Whatever words passed between them, Paula’s face was intent, and Trent’s was unreadable.

That unreadability was what gnawed at her and intrigued the heck out of her.

“What are Trent and Paula talking about?” Carrie asked softly, as though she too felt the shift in the air.

“I’m not sure,” Alisha replied. The honesty was easier than admitting the truth: she had been inventing explanations for Trent all day.

Explanations that made him sound like a man who belonged here.

A man she could trust. The realization startled her.

She had no right to be defending him, and yet she had.

And the strangest part—she had done it instinctively, the same way she had once explained Tom to her mother after that first meeting years ago. It’s strange, Mom, but I feel like I’ve known him my whole life.

Her mother’s smile had been gentle, knowing. That’s love at first sight, sweetheart. The soul knows when it’s found the one.

The echo of that memory cut sharply now, a betrayal of everything she had built since Tom’s death. Love at first sight? That was foolish. Dangerous. And Trent Ryder was dangerous. He wasn’t just hiding secrets. He was his secrets.

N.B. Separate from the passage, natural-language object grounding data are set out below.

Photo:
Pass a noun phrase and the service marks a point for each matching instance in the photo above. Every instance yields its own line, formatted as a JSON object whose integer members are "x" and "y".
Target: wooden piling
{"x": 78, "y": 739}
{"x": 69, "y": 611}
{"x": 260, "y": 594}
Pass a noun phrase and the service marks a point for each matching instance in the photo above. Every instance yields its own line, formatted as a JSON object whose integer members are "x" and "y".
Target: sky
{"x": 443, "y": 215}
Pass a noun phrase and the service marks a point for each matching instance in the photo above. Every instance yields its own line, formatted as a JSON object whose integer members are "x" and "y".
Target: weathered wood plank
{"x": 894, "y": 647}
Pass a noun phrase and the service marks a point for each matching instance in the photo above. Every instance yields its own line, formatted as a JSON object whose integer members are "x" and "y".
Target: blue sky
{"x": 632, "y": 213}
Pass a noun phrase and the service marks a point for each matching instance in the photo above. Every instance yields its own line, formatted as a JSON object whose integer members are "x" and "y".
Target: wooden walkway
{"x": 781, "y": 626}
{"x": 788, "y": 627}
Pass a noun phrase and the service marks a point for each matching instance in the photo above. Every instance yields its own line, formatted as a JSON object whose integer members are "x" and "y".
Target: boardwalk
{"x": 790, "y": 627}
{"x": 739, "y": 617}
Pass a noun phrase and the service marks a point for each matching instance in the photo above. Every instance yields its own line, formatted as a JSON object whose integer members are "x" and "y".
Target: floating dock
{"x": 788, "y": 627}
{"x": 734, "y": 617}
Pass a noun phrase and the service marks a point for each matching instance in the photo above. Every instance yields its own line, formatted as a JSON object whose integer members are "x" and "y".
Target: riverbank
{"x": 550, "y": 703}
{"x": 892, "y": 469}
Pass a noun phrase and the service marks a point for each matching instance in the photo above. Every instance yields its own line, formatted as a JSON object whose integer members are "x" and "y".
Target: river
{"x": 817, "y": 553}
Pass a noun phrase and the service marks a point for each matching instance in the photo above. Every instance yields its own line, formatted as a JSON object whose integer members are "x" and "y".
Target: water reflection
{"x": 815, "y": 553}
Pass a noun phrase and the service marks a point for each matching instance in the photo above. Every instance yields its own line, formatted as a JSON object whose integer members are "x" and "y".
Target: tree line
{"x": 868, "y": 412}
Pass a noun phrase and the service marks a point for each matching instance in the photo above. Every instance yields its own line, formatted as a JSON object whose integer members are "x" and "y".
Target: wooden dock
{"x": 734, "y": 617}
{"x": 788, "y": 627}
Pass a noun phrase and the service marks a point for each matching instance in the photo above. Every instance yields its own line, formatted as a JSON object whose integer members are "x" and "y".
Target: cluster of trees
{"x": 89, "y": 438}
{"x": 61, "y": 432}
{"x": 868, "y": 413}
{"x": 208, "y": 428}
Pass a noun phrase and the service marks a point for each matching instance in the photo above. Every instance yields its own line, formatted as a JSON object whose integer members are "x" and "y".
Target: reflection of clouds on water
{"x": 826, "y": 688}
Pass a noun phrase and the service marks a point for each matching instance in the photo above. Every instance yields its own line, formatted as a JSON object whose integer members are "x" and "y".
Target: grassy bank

Yet her heart didn’t listen. It flipped when he turned back toward them, and the traitorous beat thrilled through her even as her mind warned her she was standing on the edge of something she might not come back from.

He grinned, masking the shadows in his eyes, and Carrie pulled him into her arms with relief that was pure and real.

Alisha watched the exchange, her chest tightening.

She could see the good son, the devoted agent, the steady presence her father admired.

But she had also seen the flinch at his ribs, the quiet familiarity with Paula, and the calculated way he had steered them all night.

And in that moment, Alisha knew two things for certain.

She was already in trouble where Trent Ryder was concerned.

And whatever storm had brought them together was only just the beginning.